As with the previous title in the series, The Crew 2 initially required a constant internet connection to play; however in 2024, following a major controversy from gamers and critics over the shutdown and license revocation of the first game, Ubisoft announced an update introducing offline play, which was released on October 16, 2025. The offline mode continued receiving updates as of April 2026.

== Marketing ==
To entice The Crew players to return for The Crew 2, Ubisoft implemented a reward program, which allowed players to unlock up to 18 cars by achieving certain milestones in The Crew before The Crew 2 was released.
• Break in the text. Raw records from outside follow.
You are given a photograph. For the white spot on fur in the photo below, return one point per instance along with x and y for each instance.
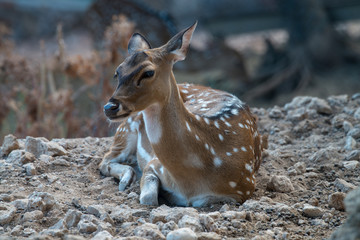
(217, 162)
(207, 146)
(212, 150)
(232, 184)
(221, 137)
(197, 137)
(141, 151)
(234, 111)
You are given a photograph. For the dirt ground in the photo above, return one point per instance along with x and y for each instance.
(53, 189)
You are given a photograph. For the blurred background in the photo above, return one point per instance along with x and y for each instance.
(57, 57)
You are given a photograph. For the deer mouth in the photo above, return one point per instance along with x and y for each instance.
(118, 117)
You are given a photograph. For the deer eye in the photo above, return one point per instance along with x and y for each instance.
(147, 74)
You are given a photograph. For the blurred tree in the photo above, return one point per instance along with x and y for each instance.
(313, 45)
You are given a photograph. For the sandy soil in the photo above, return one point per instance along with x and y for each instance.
(53, 189)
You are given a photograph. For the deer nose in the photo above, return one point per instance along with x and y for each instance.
(111, 108)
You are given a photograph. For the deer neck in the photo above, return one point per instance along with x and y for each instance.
(165, 126)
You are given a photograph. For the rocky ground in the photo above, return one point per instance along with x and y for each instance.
(53, 189)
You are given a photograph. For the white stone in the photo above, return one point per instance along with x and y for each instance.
(181, 234)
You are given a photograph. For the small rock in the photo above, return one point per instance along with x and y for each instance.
(10, 143)
(355, 133)
(182, 234)
(208, 236)
(72, 218)
(165, 213)
(343, 185)
(357, 114)
(148, 231)
(87, 224)
(276, 113)
(42, 201)
(300, 167)
(311, 211)
(347, 126)
(17, 230)
(20, 157)
(35, 146)
(336, 200)
(103, 235)
(168, 227)
(7, 213)
(280, 184)
(20, 204)
(30, 169)
(33, 216)
(350, 143)
(351, 164)
(208, 222)
(5, 197)
(353, 155)
(190, 222)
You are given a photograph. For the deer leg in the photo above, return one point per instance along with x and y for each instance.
(150, 184)
(122, 153)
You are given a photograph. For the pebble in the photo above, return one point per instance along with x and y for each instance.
(149, 231)
(280, 184)
(181, 234)
(312, 211)
(87, 224)
(7, 213)
(351, 164)
(336, 200)
(165, 213)
(357, 114)
(355, 133)
(350, 143)
(72, 218)
(347, 126)
(103, 235)
(30, 169)
(343, 185)
(35, 146)
(10, 143)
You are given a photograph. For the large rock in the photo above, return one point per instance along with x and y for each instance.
(165, 213)
(149, 231)
(10, 143)
(42, 201)
(181, 234)
(7, 213)
(350, 230)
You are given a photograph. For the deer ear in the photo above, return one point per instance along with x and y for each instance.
(179, 44)
(137, 43)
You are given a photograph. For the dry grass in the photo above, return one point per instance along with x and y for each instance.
(63, 95)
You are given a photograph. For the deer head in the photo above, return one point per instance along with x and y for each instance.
(144, 76)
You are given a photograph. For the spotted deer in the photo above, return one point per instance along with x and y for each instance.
(193, 144)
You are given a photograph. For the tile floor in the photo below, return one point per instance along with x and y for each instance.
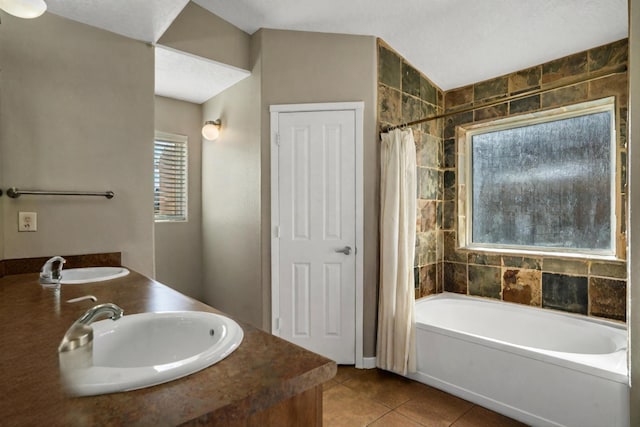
(376, 398)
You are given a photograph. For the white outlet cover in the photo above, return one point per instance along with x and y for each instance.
(27, 221)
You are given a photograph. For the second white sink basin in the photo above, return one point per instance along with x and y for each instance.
(147, 349)
(72, 276)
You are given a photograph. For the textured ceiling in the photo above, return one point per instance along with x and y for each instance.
(176, 73)
(453, 42)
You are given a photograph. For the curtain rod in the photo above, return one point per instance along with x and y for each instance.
(595, 76)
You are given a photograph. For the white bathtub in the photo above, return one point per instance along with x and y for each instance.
(541, 367)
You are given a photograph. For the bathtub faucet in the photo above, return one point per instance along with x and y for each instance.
(50, 275)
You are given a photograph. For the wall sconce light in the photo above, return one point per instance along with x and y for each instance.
(24, 8)
(211, 129)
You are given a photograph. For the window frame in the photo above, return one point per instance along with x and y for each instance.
(175, 139)
(464, 174)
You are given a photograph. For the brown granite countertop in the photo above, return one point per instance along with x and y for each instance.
(263, 371)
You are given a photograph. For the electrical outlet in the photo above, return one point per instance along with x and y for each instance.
(27, 221)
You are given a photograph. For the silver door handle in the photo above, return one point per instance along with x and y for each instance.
(346, 250)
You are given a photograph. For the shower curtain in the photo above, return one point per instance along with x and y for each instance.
(396, 323)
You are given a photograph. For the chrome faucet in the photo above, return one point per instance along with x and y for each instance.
(50, 275)
(80, 334)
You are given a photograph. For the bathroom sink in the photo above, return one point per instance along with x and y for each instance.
(142, 350)
(72, 276)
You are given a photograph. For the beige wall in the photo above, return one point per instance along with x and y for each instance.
(178, 245)
(287, 67)
(202, 33)
(302, 67)
(76, 113)
(634, 208)
(231, 202)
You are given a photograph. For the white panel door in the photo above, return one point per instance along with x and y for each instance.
(316, 186)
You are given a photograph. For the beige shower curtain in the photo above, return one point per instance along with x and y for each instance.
(396, 323)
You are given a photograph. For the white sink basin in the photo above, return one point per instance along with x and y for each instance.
(72, 276)
(142, 350)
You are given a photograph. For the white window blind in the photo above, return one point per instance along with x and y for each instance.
(170, 177)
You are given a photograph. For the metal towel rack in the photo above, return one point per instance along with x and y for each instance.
(15, 193)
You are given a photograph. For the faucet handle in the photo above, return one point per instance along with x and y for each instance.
(49, 275)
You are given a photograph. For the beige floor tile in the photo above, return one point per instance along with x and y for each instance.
(344, 407)
(393, 419)
(384, 387)
(432, 407)
(481, 417)
(346, 372)
(331, 383)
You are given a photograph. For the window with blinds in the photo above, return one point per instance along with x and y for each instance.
(170, 177)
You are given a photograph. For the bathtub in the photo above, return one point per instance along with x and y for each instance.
(541, 367)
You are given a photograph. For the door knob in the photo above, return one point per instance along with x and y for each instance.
(346, 250)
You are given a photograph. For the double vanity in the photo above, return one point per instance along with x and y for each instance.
(260, 380)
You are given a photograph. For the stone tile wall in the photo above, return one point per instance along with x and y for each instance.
(596, 288)
(404, 95)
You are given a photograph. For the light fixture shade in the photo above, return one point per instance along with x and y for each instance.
(211, 130)
(24, 8)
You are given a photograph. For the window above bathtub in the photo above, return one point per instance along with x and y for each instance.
(542, 183)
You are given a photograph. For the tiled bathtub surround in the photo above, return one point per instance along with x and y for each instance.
(574, 285)
(404, 94)
(596, 288)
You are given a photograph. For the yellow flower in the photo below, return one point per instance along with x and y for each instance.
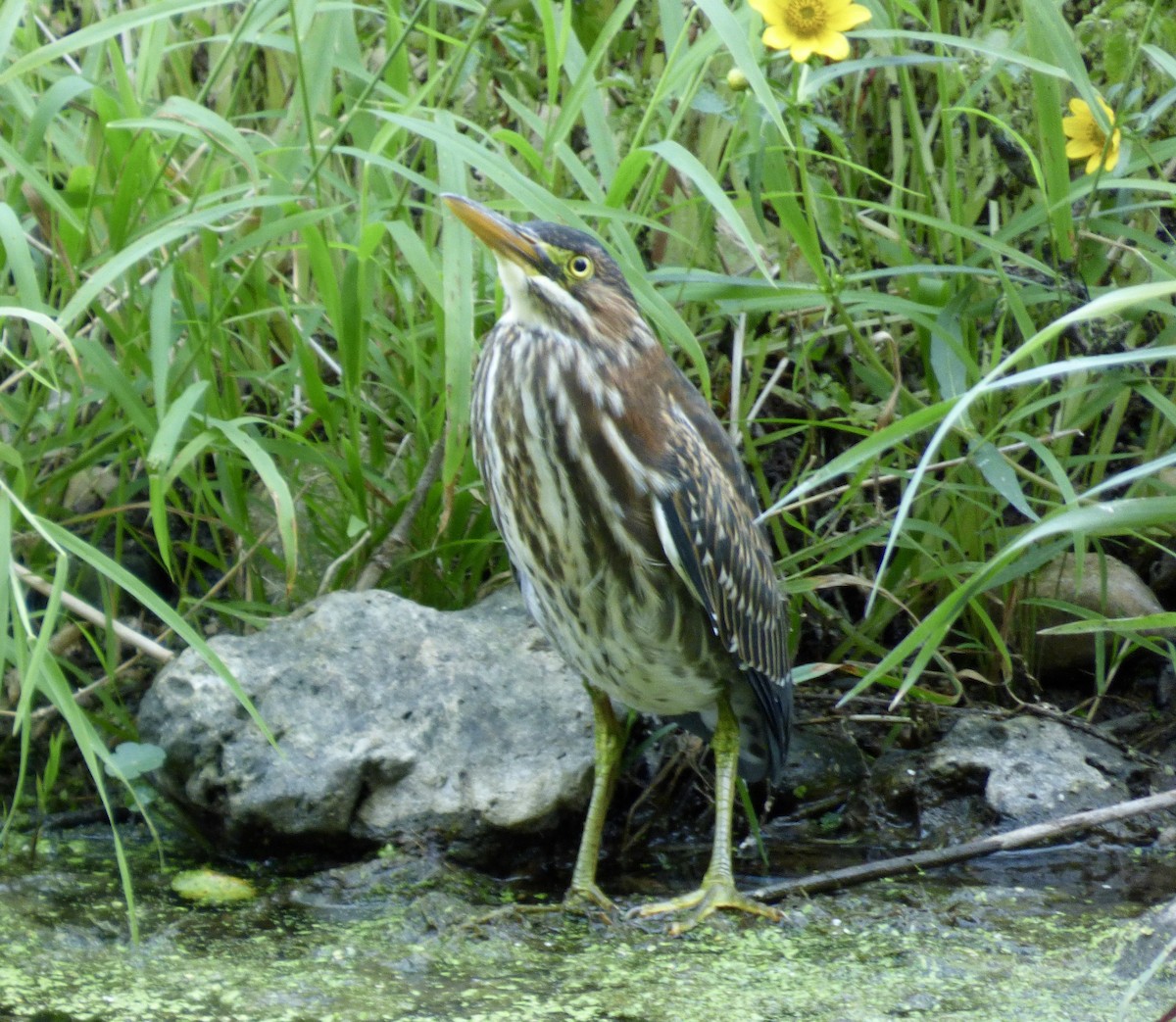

Furthermore, all returning players from The Crew automatically received the 2014 Ferrari 458 Speciale upon the game's release. Also, the publisher announced the touring car version of the 2017 Mercedes-AMG C 63 and the 2017 Harley-Davidson Iron 883 as pre-order bonuses, whereas players ordering the Deluxe or Gold edition receive further vehicles, with the Gold edition also including the season pass. In addition to the reward system, Ubisoft also held a closed beta for players who signed up, as well as an open beta that occurred on June 21 until June 24. Those who participated in the open beta received a gold helmet in the full version of the game. Ubisoft also plans to have a "King of the Road Trip" competition, where popular YouTubers and streamers will get a chance to compete in a competition, where the players race against other players that are in the same region as them.

== Reception ==

The Crew 2 received "mixed or average reviews" according to review aggregator website Metacritic.

Aggregate score
| Aggregator | Score |
|---|---|
| Metacritic | (PC) 66/100 (PS4) 64/100 (XONE) 69/100 |

Review scores
| Publication | Score |
|---|---|
| Destructoid | 7/10 |
| Electronic Gaming Monthly | 6.5/10 |
| Game Informer | 6/10 |
| GameSpot | 8/10 |
| GamesRadar+ | 3.5/5 |
| IGN | 7/10 |

=== Awards ===

| Year | Award | Category | Result | Ref. |
| 2017 | Game Critics Awards | Best Racing Game | Nominated |  |
| 2018 | Nominated |  |
| Ping Awards | Best Graphics | Nominated |  |
| Best Sports Game | Won |
| 2019 | National Academy of Video Game Trade Reviewers Awards | Game, Franchise Racing | Nominated |  |

== Sequel ==

On January 31, 2023, Ubisoft announced the next installment in The Crew series, titled The Crew Motorfest. Set in a scaled-down recreation of the islands of Oʻahu and Maui in Hawaii, the game was released on September 14, 2023, for PlayStation 4, PlayStation 5, Windows, Xbox One, and Xbox Series X/S.